Bruckner 5, in the finale, introduces a rather bouncy chromatic theme first squeaked out by the clarinet in between the refrains to past movements. This theme, almost comically given how we first here, becomes a powerful and integral part of the contrapuntal masterpiece that follows that introduction. This theme's augmentation marks what I consider the most epiphanic moment in the coda, where it feels like, due to the aforementioned augmentation, that time has slowed down, and the cosmic world of counterpoint before it has been the vehicle to some transcendent Divinity that only Bruckner seemed to portray.

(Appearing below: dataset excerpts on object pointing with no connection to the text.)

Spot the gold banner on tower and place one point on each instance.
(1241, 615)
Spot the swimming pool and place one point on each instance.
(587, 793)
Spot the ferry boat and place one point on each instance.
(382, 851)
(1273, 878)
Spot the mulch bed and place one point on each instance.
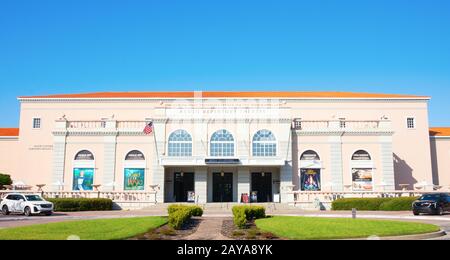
(167, 233)
(251, 232)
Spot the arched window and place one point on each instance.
(310, 155)
(264, 144)
(84, 155)
(362, 171)
(180, 143)
(135, 155)
(310, 171)
(222, 144)
(361, 155)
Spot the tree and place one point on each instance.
(5, 179)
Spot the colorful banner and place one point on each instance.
(310, 179)
(83, 178)
(134, 179)
(362, 179)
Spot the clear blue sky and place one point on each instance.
(387, 46)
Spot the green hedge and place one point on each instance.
(196, 211)
(375, 204)
(178, 217)
(81, 204)
(242, 214)
(180, 214)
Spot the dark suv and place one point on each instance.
(433, 203)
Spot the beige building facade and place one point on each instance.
(219, 146)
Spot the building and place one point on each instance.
(216, 146)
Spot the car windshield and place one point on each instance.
(33, 198)
(430, 197)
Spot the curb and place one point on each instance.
(436, 234)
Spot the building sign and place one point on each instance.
(135, 156)
(362, 179)
(361, 155)
(84, 155)
(310, 156)
(310, 179)
(83, 178)
(222, 161)
(134, 179)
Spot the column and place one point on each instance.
(158, 171)
(200, 178)
(336, 163)
(387, 162)
(243, 182)
(59, 155)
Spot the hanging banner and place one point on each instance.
(362, 179)
(310, 179)
(83, 178)
(134, 179)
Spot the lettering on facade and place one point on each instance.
(41, 148)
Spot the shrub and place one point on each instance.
(375, 204)
(81, 204)
(242, 214)
(398, 204)
(178, 217)
(5, 179)
(196, 211)
(239, 217)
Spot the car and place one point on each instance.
(432, 203)
(28, 204)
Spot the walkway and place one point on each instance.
(210, 229)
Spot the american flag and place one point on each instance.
(148, 128)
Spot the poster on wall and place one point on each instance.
(310, 179)
(362, 179)
(134, 179)
(83, 178)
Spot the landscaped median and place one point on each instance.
(100, 229)
(313, 228)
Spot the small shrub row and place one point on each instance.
(81, 204)
(375, 204)
(180, 214)
(243, 214)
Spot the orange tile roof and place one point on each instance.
(440, 131)
(222, 94)
(9, 131)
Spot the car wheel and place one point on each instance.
(5, 210)
(27, 211)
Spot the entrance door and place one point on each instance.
(262, 185)
(183, 182)
(223, 187)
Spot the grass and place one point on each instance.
(100, 229)
(307, 228)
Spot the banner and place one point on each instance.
(83, 178)
(134, 179)
(310, 179)
(362, 179)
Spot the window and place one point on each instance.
(36, 123)
(222, 144)
(264, 144)
(180, 144)
(411, 122)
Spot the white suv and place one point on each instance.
(27, 204)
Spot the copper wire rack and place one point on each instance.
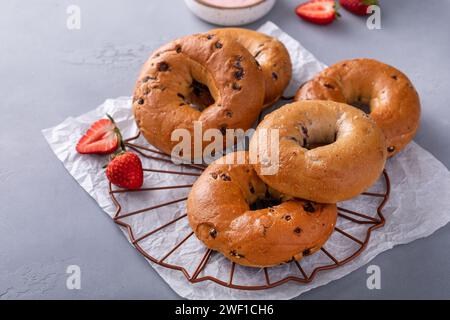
(372, 222)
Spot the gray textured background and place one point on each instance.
(49, 73)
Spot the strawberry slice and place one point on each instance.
(103, 137)
(125, 170)
(317, 11)
(358, 7)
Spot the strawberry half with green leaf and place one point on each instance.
(318, 11)
(125, 170)
(103, 137)
(358, 7)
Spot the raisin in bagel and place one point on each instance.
(270, 53)
(393, 101)
(221, 211)
(328, 151)
(205, 78)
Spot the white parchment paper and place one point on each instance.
(420, 193)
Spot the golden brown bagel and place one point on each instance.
(328, 151)
(270, 53)
(220, 213)
(174, 78)
(393, 101)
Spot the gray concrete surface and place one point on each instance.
(48, 73)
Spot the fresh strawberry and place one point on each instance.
(318, 11)
(102, 137)
(125, 170)
(358, 7)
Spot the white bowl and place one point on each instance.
(231, 13)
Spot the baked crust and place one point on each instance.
(230, 72)
(272, 56)
(219, 212)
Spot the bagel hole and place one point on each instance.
(199, 96)
(269, 199)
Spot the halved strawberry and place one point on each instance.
(103, 137)
(358, 7)
(318, 11)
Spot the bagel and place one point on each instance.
(203, 77)
(221, 211)
(270, 53)
(328, 151)
(393, 101)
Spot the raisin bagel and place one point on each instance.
(206, 78)
(270, 53)
(223, 211)
(393, 101)
(328, 151)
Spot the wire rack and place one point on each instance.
(372, 222)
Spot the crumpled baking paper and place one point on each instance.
(420, 189)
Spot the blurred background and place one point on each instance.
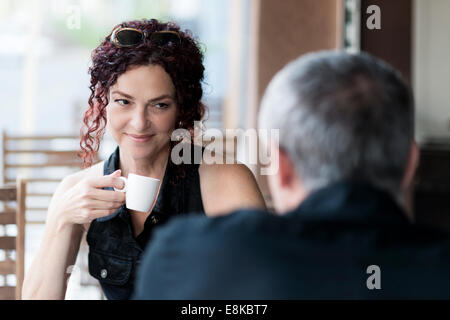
(45, 48)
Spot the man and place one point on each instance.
(346, 158)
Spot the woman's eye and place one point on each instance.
(122, 101)
(161, 105)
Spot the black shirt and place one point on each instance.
(327, 248)
(114, 252)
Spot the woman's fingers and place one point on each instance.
(107, 195)
(99, 213)
(102, 205)
(111, 180)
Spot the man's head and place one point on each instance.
(341, 117)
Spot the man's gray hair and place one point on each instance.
(342, 117)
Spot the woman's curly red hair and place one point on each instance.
(183, 62)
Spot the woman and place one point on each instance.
(145, 83)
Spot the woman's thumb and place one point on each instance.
(117, 173)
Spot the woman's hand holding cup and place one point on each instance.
(87, 200)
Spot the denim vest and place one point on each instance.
(114, 252)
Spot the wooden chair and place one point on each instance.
(44, 160)
(13, 245)
(36, 157)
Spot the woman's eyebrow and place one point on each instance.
(123, 94)
(163, 96)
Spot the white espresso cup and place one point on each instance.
(140, 192)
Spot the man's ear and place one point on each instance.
(411, 165)
(288, 174)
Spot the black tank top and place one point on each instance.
(114, 252)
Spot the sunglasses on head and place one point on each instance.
(130, 37)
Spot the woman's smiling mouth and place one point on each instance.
(139, 138)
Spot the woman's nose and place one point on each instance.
(140, 121)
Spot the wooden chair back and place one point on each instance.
(12, 247)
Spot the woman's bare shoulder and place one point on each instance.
(95, 170)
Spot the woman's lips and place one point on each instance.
(140, 138)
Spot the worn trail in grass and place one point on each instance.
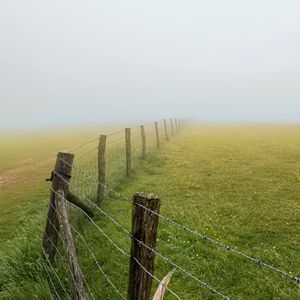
(237, 184)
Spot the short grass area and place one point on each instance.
(239, 184)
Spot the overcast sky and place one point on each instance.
(73, 62)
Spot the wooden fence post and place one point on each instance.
(166, 129)
(157, 135)
(128, 150)
(172, 128)
(101, 168)
(60, 180)
(77, 289)
(143, 142)
(176, 126)
(144, 231)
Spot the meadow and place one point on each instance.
(239, 184)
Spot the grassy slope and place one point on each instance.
(239, 185)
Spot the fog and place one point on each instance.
(81, 62)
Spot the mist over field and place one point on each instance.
(74, 62)
(149, 150)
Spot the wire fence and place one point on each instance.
(103, 241)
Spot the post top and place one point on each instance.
(144, 195)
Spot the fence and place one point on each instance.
(88, 237)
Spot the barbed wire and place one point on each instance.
(102, 232)
(53, 285)
(74, 148)
(59, 253)
(116, 246)
(202, 282)
(230, 248)
(46, 256)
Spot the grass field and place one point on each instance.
(239, 184)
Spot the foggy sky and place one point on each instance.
(71, 62)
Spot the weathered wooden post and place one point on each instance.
(60, 180)
(144, 232)
(166, 129)
(128, 150)
(77, 289)
(172, 128)
(157, 135)
(176, 126)
(101, 169)
(143, 142)
(179, 124)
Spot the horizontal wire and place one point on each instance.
(57, 250)
(86, 153)
(114, 244)
(74, 148)
(152, 250)
(98, 264)
(203, 236)
(49, 278)
(86, 242)
(55, 272)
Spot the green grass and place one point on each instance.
(237, 184)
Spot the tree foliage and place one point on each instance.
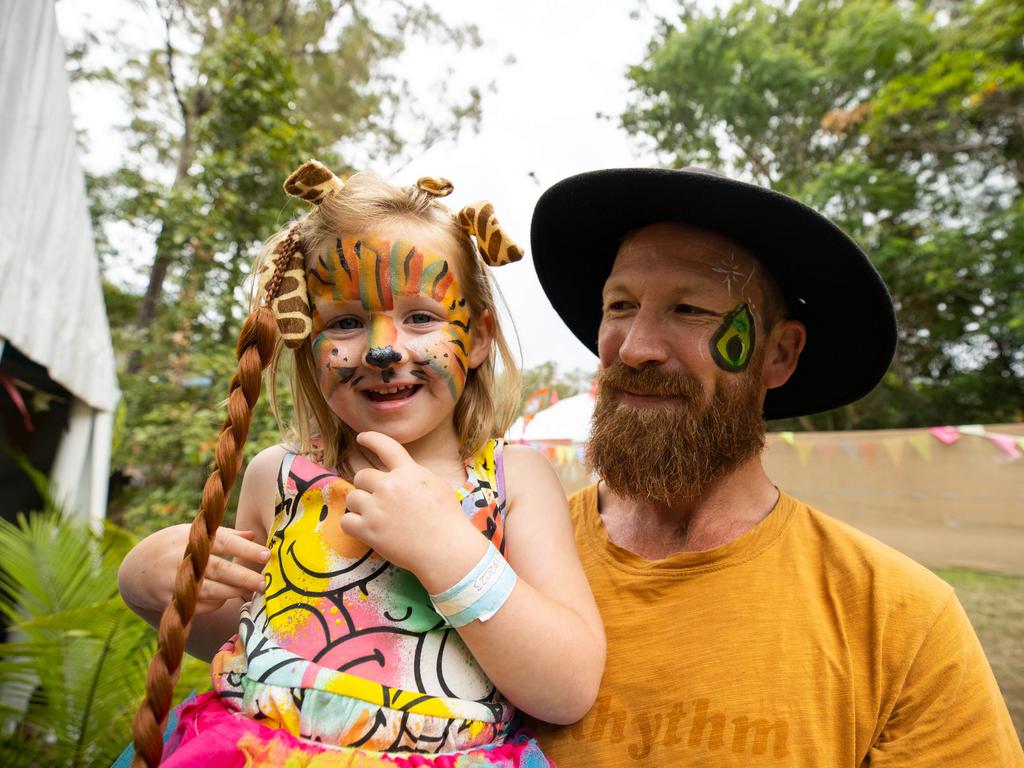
(903, 123)
(74, 670)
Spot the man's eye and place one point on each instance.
(690, 309)
(346, 324)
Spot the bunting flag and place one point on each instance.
(945, 435)
(862, 448)
(538, 401)
(923, 444)
(1009, 444)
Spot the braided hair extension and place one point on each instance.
(255, 350)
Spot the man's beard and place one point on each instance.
(672, 452)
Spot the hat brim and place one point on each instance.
(828, 283)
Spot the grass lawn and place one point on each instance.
(995, 604)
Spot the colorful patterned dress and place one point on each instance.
(343, 660)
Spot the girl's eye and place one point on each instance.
(346, 324)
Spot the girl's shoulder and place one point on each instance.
(266, 464)
(524, 467)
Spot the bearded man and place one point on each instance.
(744, 628)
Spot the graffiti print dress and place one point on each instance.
(343, 660)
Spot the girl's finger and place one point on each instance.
(233, 574)
(391, 453)
(357, 502)
(369, 479)
(214, 592)
(235, 544)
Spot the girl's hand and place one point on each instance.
(226, 579)
(411, 516)
(146, 577)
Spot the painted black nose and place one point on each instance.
(382, 356)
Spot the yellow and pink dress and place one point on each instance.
(343, 660)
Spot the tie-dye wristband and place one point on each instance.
(480, 593)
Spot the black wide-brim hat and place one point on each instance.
(828, 283)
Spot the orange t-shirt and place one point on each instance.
(803, 642)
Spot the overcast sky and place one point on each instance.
(555, 66)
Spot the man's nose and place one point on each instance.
(645, 342)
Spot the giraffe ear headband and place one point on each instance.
(283, 278)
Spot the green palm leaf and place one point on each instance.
(75, 672)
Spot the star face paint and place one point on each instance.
(732, 344)
(387, 312)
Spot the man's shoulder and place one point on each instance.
(583, 501)
(861, 561)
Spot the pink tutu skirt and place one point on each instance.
(209, 733)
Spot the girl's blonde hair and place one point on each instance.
(366, 204)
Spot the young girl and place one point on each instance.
(420, 581)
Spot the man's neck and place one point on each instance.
(726, 511)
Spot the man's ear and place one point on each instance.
(785, 342)
(481, 338)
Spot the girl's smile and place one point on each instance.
(392, 342)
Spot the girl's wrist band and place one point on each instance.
(480, 593)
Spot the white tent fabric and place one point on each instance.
(51, 305)
(566, 421)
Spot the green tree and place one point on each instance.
(900, 121)
(237, 95)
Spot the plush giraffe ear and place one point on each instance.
(495, 246)
(312, 181)
(283, 286)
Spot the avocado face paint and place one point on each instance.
(732, 344)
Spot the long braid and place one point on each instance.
(255, 351)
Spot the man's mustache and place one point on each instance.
(648, 381)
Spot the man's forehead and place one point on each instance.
(668, 241)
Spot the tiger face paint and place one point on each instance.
(732, 344)
(387, 312)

With this augmentation the theme reaches a new meaning that it had not had before.

Here is the part that I speak of (I link to a time a few seconds before this moment and theme come)





Now, the reason for this thread was not to give my piece on the above mentioned apotheosis, but rather to note and start a discussion on what I see as a thematic correlation that is either A.) Interesting and could potentially have a great meaning or B.) purely coincidence or a result of Bruckner's unique thematic tendencies and mannerisms.

The second theme in question is that of the Adagio of the 9th, the very first theme. The theme, starting with the melodic interval of a minor 9th (I first became enchanted by this Symphony when seeing a performance of it in Boston conducted and even commentated on before the music by Benjamin Zander, who said while explaining this movement that Bruckner begins the movement with "a minor 9th, an interval that belongs to nobody."), is actually a rough inversion of the theme from 5.4. The actual inversion of the theme from 5.4 sounds much different but if you look at the shape of the themes, they are pretty much a reflection. Both involve the leap of at least an octave, and then some stepwise motion (of which the shape is invertible between the two themes) to another octave leap.

Here is the 9th adagio theme: 




So: thoughts? I haven't come to a conclusion myself, but given Bruckner's knack for themes, I'd like to think this was intentional and conscious. Perhaps, and this is purely conjecture, the inversion of the once powerful and brute fugal theme into the reaching and longing Adagio theme is an admission of some kind of weakness, brought upon by age or otherwise. Not spiritual doubt, I reject such notions when speaking of Bruckner.


----------